Four fishing boats could be forfeited in the culmination of a legal battle lasting almost four years since a major search of the Napier headquarters of fishing giant Hawke's Bay Seafoods.

The possible forfeiture was signalled yesterday as 130 convictions were entered in the Wellington District Court, stemming from fishing catch regulation breaches involving under-reporting of catches, the multi-agencies raid on September 24 that year, and a hearing which spanned six months last year.

It will be considered at sentencing in the court on August 6.

A total of 85 convictions were entered against company directors and managers Antonino Giovanni (Nino) D'Esposito, Giancarlo Harold (Joe) D'Esposito and Marcus Giuseppe D'Esposito and boat skipper John Butler.


Another 15 were entered against the company, 22 against boat owner Esplanade No 3 (operator of fishing vessels the Mutiara 2, Pacific Explorer, Trial B and Lady Ruth), and eight against another company Ocean Enterprises.

The prosecutions, alleging multiple under-reporting of catches, started in court in May last year with 355 charges stemming from 32 exports of fish, the many charges being withdrawn before the men and the companies pleaded guilty to the remainder as the hearings came to an end shortly before Christmas.

A summary by the Ministry for Primary Industries (responsible for Fisheries New Zealand) said the value of exported fish not included in the catch returns was put at $253,404.62.
It said Marcus D'Esposito recorded the quantity of bluenose caught and the details were the basis for the reports through the fisheries Quota Management System (QMS).

He knew the recorded weight was lower than that which had been landed and failed to take reasonable steps to ensure the recording of the true amount. The "falsity" was then recorded in purchase invoice by Ocean Enterprises, and unreported catch was then sold to Australian companies, the MPI said.
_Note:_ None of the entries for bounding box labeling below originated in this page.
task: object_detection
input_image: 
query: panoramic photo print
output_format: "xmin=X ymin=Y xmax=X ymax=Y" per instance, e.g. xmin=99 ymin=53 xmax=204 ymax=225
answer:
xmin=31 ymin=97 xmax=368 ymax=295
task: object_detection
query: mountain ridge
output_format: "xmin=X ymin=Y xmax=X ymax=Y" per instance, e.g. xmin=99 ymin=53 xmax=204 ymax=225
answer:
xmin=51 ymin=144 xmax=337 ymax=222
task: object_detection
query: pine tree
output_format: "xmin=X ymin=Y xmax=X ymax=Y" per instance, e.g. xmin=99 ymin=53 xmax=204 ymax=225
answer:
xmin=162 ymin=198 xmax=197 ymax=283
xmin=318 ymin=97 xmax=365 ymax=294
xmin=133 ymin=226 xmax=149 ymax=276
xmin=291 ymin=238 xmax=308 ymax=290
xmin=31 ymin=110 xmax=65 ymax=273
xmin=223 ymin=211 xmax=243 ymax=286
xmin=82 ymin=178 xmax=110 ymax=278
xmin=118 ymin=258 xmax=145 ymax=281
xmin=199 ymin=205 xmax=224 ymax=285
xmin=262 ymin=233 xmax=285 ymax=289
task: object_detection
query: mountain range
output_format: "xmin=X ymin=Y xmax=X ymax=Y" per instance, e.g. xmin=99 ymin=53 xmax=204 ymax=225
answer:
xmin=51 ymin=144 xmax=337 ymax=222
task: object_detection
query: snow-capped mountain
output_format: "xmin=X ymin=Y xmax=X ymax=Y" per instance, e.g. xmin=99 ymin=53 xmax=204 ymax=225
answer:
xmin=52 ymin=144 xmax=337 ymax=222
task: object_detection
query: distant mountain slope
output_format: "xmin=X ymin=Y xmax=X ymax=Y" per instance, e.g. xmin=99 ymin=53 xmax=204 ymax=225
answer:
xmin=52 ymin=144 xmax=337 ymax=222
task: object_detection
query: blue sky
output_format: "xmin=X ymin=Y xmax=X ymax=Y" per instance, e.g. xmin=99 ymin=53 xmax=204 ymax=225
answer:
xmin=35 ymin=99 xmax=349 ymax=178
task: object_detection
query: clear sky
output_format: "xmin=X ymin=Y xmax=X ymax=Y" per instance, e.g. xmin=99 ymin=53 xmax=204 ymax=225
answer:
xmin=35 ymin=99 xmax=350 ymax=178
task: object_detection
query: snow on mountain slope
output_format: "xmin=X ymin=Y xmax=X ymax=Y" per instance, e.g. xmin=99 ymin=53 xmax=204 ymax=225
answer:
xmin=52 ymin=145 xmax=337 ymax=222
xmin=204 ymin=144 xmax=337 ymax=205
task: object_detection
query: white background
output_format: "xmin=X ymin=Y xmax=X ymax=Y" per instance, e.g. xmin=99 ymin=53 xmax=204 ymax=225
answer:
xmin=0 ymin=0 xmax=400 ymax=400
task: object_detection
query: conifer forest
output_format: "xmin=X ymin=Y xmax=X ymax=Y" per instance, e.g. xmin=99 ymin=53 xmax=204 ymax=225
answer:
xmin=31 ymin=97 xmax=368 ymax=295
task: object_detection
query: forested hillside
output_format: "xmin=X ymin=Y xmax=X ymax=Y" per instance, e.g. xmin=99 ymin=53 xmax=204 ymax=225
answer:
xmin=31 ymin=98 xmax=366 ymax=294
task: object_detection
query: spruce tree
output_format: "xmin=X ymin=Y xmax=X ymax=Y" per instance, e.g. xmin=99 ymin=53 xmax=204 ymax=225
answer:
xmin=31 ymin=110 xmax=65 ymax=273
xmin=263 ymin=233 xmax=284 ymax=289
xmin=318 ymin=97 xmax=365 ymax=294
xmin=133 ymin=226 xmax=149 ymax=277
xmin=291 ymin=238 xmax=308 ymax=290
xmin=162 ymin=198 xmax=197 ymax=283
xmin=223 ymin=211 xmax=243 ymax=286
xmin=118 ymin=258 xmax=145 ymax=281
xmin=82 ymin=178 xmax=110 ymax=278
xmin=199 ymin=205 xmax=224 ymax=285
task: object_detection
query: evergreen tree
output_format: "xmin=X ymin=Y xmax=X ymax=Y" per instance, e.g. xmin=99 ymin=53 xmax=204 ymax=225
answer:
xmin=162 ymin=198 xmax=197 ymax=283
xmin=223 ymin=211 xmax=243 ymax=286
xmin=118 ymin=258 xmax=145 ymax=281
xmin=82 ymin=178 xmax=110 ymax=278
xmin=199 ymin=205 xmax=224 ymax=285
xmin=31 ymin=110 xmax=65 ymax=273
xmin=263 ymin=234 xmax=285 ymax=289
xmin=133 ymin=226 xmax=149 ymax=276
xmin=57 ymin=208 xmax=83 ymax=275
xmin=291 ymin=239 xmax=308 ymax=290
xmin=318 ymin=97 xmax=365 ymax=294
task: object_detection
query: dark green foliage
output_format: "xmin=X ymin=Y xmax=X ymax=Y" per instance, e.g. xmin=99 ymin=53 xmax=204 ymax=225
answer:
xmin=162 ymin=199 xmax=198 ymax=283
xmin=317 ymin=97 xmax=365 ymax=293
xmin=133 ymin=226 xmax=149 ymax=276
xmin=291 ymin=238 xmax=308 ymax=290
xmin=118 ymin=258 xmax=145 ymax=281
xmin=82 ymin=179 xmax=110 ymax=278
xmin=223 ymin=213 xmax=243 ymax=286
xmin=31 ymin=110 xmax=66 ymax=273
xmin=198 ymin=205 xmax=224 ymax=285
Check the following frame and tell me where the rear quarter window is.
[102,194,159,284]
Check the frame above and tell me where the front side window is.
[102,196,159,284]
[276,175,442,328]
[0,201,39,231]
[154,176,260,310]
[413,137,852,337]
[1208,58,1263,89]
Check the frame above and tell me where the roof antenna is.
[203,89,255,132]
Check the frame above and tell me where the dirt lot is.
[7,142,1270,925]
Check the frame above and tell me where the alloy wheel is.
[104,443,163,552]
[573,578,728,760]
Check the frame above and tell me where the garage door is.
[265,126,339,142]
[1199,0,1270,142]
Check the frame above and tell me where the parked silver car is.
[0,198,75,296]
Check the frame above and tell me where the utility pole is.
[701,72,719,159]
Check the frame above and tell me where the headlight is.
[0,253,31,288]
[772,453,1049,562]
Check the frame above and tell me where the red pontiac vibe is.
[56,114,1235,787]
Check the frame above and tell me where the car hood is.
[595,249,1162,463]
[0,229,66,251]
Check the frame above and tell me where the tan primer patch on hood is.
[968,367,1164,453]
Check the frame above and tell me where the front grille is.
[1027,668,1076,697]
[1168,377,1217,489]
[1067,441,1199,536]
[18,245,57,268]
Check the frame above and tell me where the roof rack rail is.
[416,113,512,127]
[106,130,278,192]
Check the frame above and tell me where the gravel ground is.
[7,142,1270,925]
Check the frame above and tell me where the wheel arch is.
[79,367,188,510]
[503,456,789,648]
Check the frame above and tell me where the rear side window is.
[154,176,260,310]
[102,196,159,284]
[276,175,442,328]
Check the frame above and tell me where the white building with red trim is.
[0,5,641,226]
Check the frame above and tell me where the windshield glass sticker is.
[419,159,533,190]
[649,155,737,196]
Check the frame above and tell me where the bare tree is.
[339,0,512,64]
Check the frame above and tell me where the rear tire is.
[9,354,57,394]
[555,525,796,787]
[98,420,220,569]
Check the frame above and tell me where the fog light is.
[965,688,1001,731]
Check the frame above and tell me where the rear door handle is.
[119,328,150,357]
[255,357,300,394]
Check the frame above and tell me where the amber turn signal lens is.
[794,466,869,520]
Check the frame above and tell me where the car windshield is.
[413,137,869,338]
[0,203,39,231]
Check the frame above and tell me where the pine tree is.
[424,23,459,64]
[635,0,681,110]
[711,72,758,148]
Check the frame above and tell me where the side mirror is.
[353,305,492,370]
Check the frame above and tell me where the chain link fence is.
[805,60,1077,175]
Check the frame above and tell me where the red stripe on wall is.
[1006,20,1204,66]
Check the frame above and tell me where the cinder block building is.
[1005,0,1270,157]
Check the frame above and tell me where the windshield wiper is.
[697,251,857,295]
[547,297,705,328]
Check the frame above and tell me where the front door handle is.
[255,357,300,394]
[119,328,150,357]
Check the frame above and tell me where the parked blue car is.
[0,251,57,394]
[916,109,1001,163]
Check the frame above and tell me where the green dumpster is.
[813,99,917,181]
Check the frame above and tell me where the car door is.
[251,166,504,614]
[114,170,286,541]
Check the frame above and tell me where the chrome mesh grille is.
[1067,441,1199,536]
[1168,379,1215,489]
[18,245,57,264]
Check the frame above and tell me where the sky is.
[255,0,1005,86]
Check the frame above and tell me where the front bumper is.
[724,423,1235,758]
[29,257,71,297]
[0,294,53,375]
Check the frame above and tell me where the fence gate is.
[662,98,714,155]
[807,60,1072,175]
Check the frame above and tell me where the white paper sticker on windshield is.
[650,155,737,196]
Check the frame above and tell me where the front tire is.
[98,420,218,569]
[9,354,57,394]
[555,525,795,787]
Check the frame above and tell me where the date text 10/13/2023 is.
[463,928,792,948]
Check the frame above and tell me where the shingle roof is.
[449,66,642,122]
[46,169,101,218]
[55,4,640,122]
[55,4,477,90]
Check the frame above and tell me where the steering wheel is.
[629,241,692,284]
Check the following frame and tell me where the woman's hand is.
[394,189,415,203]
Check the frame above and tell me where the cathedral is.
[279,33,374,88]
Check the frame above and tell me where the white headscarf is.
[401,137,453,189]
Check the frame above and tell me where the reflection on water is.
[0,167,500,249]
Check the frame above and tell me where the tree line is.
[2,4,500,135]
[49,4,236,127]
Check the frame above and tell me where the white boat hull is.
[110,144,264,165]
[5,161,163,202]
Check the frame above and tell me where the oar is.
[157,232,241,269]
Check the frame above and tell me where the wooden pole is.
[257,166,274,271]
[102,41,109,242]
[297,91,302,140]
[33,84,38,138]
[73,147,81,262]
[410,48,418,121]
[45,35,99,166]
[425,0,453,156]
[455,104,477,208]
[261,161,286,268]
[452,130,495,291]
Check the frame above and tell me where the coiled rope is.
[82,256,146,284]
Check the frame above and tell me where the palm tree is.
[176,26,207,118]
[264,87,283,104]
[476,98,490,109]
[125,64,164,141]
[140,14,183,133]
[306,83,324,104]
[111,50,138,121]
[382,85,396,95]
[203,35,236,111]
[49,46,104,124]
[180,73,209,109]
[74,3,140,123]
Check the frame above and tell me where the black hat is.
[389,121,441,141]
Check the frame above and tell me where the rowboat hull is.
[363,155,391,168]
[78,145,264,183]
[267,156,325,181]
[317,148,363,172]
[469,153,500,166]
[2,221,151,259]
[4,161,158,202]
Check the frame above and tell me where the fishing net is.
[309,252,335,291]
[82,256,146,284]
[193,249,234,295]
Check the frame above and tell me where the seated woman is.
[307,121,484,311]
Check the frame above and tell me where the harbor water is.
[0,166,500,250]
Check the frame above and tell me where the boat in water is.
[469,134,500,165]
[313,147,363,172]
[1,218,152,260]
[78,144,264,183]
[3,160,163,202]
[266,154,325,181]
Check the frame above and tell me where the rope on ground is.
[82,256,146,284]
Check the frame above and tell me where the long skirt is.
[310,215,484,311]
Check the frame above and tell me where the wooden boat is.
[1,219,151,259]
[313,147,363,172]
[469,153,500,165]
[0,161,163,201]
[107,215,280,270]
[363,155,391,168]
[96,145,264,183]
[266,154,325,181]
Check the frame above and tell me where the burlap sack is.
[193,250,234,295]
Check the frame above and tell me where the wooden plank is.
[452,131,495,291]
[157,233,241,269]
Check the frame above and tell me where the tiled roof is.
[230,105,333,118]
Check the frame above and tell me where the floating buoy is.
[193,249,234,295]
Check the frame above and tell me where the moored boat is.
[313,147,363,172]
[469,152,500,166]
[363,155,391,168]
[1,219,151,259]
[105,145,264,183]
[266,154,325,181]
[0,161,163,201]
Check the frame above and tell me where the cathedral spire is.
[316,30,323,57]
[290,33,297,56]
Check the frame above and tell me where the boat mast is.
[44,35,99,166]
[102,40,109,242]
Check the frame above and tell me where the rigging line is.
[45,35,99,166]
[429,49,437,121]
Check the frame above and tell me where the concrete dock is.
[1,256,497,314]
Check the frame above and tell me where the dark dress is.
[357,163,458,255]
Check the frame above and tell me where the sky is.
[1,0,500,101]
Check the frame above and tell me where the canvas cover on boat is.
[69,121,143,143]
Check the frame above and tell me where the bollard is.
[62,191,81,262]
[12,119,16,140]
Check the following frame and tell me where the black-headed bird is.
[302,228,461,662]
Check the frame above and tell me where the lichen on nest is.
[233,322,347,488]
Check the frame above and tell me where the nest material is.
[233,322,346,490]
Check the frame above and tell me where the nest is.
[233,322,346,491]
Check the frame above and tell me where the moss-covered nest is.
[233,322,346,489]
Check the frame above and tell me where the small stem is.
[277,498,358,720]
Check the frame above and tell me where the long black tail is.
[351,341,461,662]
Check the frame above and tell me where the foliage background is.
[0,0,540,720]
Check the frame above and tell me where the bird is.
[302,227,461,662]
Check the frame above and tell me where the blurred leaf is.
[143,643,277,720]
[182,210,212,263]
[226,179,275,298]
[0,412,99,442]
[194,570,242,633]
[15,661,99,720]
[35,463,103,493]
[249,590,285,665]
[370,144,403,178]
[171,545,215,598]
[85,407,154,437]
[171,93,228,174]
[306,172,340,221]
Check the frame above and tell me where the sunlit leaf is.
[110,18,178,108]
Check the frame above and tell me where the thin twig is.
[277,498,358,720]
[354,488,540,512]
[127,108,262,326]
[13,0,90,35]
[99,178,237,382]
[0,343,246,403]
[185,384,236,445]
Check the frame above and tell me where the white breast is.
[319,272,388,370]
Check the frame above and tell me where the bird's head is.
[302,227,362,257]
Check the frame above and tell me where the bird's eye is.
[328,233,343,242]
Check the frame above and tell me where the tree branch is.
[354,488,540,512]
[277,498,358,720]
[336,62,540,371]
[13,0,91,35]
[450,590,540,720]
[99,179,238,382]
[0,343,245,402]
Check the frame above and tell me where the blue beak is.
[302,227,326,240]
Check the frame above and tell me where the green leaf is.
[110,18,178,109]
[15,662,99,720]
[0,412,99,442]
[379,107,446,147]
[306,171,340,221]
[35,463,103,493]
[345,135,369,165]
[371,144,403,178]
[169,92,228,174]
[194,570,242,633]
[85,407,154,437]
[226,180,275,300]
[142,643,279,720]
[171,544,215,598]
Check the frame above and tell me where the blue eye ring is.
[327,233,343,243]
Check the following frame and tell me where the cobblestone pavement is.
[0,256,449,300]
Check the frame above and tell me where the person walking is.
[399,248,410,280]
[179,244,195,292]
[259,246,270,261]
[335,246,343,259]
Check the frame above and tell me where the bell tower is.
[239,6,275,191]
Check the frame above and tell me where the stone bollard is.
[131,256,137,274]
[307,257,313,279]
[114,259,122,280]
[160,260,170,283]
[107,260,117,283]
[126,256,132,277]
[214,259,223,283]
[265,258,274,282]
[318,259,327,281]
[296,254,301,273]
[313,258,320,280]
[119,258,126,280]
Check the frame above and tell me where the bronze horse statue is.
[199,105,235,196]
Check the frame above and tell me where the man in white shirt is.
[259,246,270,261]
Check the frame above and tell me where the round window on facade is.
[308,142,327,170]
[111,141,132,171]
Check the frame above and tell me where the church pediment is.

It said Nino D'Esposito, who has been involved in the fishing industry for more than 40 years, had been in regular contact with a skipper at sea, and, as a director of the companies, should have known the paperwork was wrong and failed to take steps to stop the misreporting, and that brother Joe D'Esposito in his responsibility for monitoring the catch should have known the exports were greater than what was reported landed and failed to take all reasonable steps to prevent the illegal sales.

Conservation organisation Forest and Bird lauded the convictions, spokesman Geoff Keey saying: "This was not a simple mistake but systematic, organised fraud. Deliberate misreporting is fraud, it's that simple. The fishing industry needs to be clear with skippers and the public that it will have zero tolerance for misreporting by its members.

"This prosecution shows why cameras on boats are needed," he said. "Had cameras been recording what was coming onto the boats it's very unlikely that this fishing operation would have dared falsify catch records and skippers would almost certainly have refused any instructions to do so."

Hawke's Bay Seafoods yesterday declined to comment.